Jordan and Brown said studies haven’t determined whether Rupple should be built immediately as a four-lane road or as a two-lane road that can expand as population growth demands it. Without endless funds to build infrastructure, city officials have to plan out each project that makes up the overall box, as well as the more than $60 million in other improvements the study said the city needed.
“We’re going to build more infrastructure in the next three years than we’ve built in 20 years around here,” Jordan said.
It’s not just roads that Jordan and the city are building. Jordan said the road improvement is tied in with sidewalks and Fayetteville’s extensive trail system.
Jordan said the city budget for sidewalks will nearly triple from $500,000 to nearly $1.5 million, and the city will build four miles of trails in 2014 after building nearly six miles this past year.
The overall plan in Jordan’s mind is obvious as he repeatedly pops out from behind his desk to point out the existing schools in Fayetteville and how the street and sidewalk upgrades connect the community.
“We’re going to spend the same amount of money on sidewalks that we’ve been spending on trails so we can get the double whammy,” Jordan said. “For years we’ve needed a good sidewalk program but we didn’t have the funding.
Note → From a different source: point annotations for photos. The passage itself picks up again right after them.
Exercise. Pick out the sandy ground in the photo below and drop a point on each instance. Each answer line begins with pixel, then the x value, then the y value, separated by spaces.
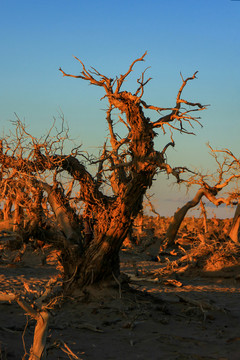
pixel 190 317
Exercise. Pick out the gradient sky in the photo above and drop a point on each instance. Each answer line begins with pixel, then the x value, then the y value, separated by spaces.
pixel 37 37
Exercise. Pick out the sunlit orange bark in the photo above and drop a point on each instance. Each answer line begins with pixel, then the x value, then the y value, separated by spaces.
pixel 126 167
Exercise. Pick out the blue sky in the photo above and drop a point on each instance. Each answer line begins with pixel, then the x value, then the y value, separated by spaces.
pixel 37 37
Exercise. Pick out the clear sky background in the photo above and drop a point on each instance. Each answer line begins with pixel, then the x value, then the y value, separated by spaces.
pixel 39 36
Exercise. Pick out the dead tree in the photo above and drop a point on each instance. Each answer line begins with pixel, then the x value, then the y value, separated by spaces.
pixel 227 172
pixel 127 166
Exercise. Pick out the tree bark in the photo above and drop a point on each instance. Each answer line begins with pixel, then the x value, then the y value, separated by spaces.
pixel 179 217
These schools interlock with a half-mile radius and we spiderweb them out.
“Every child will be able to walk safely to school. It makes us a walkable community.”
Once the box is completed — the only section not funded yet is Rupple to Howard Nickell Road in the northwest corner that crosses outside the city limits — the city plans to develop areas inside the box. Brown said Fayetteville’s growth and east-west corridors are complicated by terrain and the University of Arkansas, which owns a significant portion of city space.
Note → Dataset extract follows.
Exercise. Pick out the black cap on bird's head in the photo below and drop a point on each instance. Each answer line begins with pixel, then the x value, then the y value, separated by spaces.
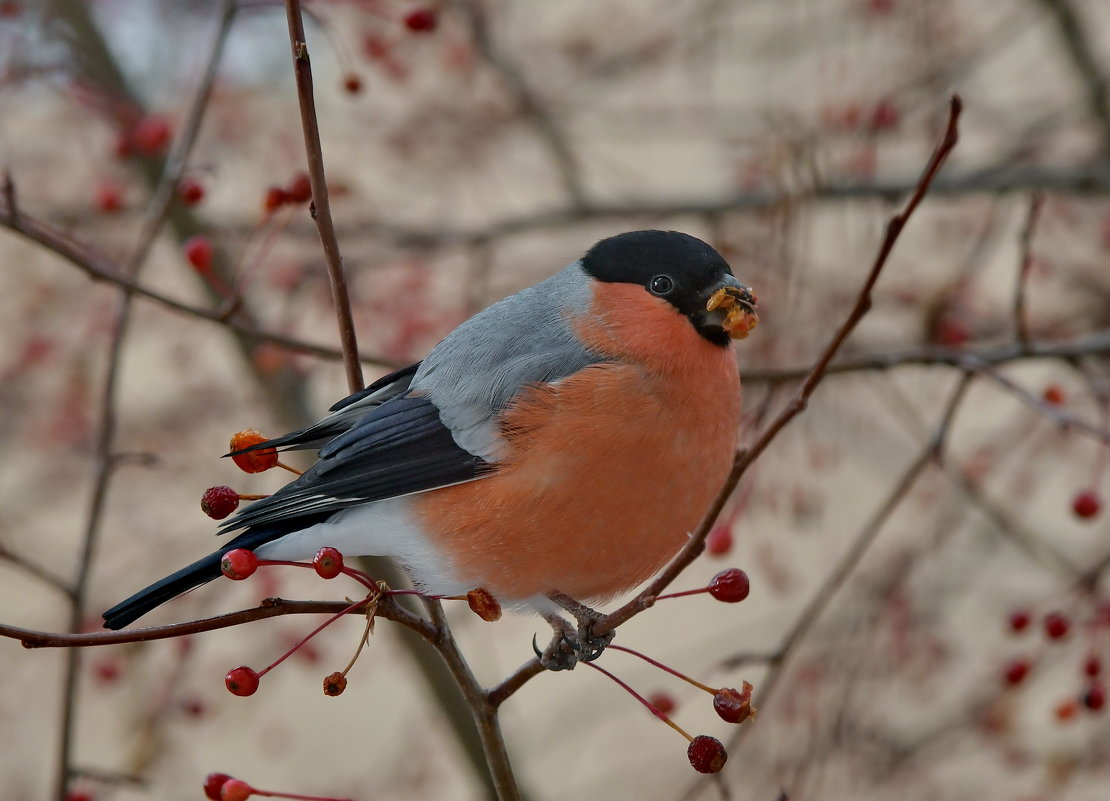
pixel 685 272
“We’re kind of limited what we can do east-west in the central part of the city,” Brown said. “We’re trying to make additional access in the north and south. It helps disperse traffic. It doesn’t solve all the traffic woes in the city, but it sets up the perimeter of the city and then you infill.”
Jordan said having more sidewalks, trails and bicycle lanes will help the environment by reducing carbon emissions, but developing the overall plan will have a significant business impact, he said. Brown said a major company located in Fayetteville because the trails system and walking paths were wanted by employees.
A bond issue last year gave the city funds to build a major regional park in the south that will be a major attraction, Jordan said.
“You can go around this city either by car or public transportation or by bike or you can walk,” Jordan said. “People want to be able to walk places. Your population drives the business engine of your city. We have big-city amenities with a small-town feel.”
Jordan said he understands how the current construction can be a nuisance — Garland Avenue is a fine example of a road best untraveled during busy times of the day — but said people will just have to be patient. The final product will benefit everyone and be worth the wait.
“You don’t get trophies for building infrastructure,” Jordan said. “No one is going to remember who built the infrastructure, but you know what? Once it is built it will help advance this city for our children and our children’s children.
“If we are going to develop the economic engine of this city, we have to build infrastructure. It has to happen.”